When you have a purpose that is focused on improving your life and yourself, other people – even romantic partners – become exactly that: partners. Not Gods or Goddesses. Not a purpose in themselves. Not someone to cling to. They become someone who can maybe bond with you, while you work together on a shared (or at least compatible) purpose.
When you know who you want to be, it is great to bond with people who are attracted to that version of yourself.
3. Practice authenticity to attract good people
When your life has a purpose you are proud of, it is easy to live it openly and authentically. There will be fear, for sure, and you will sometimes feel vulnerable about sharing your dreams – but because of how much it means to you, not because of shame or duplicity.
If you are motivated by making your life better, and not by seeking the praise of others, avoiding conflict, or accumulating status and power, it is a lot easier to just be honest about things. And that can be an enormous relief.
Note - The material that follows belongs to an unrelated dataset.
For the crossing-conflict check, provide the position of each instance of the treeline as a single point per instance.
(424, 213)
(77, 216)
But there is another strange consequence too. You start to notice that the people who are drawn towards you are not the game players or the narcissists or the jerks. They get repelled by authenticity and sincerity. Instead, you find stronger affinity with other people who are living purposeful lives.
It’s an old observation that romance arrives when you aren’t looking for it, and while it’s a bit of a hackneyed saying, I suspect that this “more attractive to other honest people” effect could be a factor. You kind of come at romance in a slantwise way. By living a purposeful life you are more likely to catch the interest and attention of other good people, who tend to be better prospects for healthy bonding.
And even if you find those people are few and far between, at least your life will be improving in many other ways while you wait.
The philosophy behind purposeful living can serve single limerents in even more important ways than married limerents. It is great for repairing damage, but it’s even better for forging a meaningful future.